I have a big 34" dbh cottonwood sitting on the property line with my neighbor between our houses, sand gravel soil about 10' above the water table. Probably 35' to the first branch, 105' to the top. Very straight single stem. It looks in good shape, but I have a lot of exposed roots in the lawn that I can start to see some decay. I expect that it is just a matter of time before it starts to decline. Is cottonwood (populus crapallovertheyardis) a wood that will stand the test of time if I invest in a standing carving? Any ideas for art other than the ever popular bear? What should I budget? Any one in SE Michigan recommended?
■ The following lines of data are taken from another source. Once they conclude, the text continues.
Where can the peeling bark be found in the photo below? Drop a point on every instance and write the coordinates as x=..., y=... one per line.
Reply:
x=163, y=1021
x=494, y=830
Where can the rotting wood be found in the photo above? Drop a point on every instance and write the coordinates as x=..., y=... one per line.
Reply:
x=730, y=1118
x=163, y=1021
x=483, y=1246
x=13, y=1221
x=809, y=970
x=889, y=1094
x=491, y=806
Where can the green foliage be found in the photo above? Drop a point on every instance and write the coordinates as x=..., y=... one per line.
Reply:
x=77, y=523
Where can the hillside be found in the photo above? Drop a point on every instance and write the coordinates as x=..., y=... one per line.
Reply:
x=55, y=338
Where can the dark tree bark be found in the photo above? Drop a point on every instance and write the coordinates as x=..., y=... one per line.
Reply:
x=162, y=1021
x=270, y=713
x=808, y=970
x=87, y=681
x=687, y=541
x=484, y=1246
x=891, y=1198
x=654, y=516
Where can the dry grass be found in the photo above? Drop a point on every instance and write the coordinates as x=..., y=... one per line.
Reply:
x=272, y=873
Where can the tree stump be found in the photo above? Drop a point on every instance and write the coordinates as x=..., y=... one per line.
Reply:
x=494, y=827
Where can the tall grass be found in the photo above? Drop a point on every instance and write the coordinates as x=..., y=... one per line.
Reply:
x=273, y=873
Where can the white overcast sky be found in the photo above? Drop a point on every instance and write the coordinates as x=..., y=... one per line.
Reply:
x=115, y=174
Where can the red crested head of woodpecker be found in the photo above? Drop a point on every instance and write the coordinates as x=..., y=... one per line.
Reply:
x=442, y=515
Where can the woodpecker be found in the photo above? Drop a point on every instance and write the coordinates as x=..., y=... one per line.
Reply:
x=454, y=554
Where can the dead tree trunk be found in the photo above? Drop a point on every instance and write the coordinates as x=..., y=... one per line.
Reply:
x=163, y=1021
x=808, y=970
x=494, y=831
Not looking for a high end carver, just someone with experience and a nice repitoire.


----------



## carvinmark (Aug 29, 2007)

Cottonwood is not a great choice for standing the test of time. I have several here that are 36" plus and I won't waiste my time unless they are to be for indoors,
Mark


----------



## buzz sawyer (Aug 29, 2007)

CJ-7 said:


> I have a big 34" dbh cottonwood sitting on the property line with my neighbor between our houses, sand gravel soil about 10' above the water table. Probably 35' to the first branch, 105' to the top. Very straight single stem. It looks in good shape, but I have a lot of exposed roots in the lawn that I can start to see some decay. I expect that it is just a matter of time before it starts to decline. Is cottonwood (populus crapallovertheyardis) a wood that will stand the test of time if I invest in a standing carving? Any ideas for art other than the ever popular bear? What should I budget? Any one in SE Michigan recommended? Not looking for a high end carver, just someone with experience and a nice repitoire.



Cottonwood bark is a popular carving media. Normally, a tree would be 48"+ dbh before the bark is thick enough to carve, but there can be exceptions. If the bark is 2" +, there is potential.


----------



## Ed*L (Aug 30, 2007)

carvinmark said:


> Cottonwood is not a great choice for standing the test of time. I have several here that are 36" plus and I won't waiste my time unless they are to be for indoors,
> Mark



Correct, Cottonwood will decay so fast you can almost watch it.
If it were me, I would it cut down and have it milled, Cottonwood makes beautiful solid wood paneling.

Ed


----------



## computeruser (Aug 30, 2007)

Ed*L said:


> Correct, Cottonwood will decay so fast you can almost watch it.
> If it were me, I would it cut down and have it milled, Cottonwood makes beautiful solid wood paneling.
> 
> Ed



+1.


----------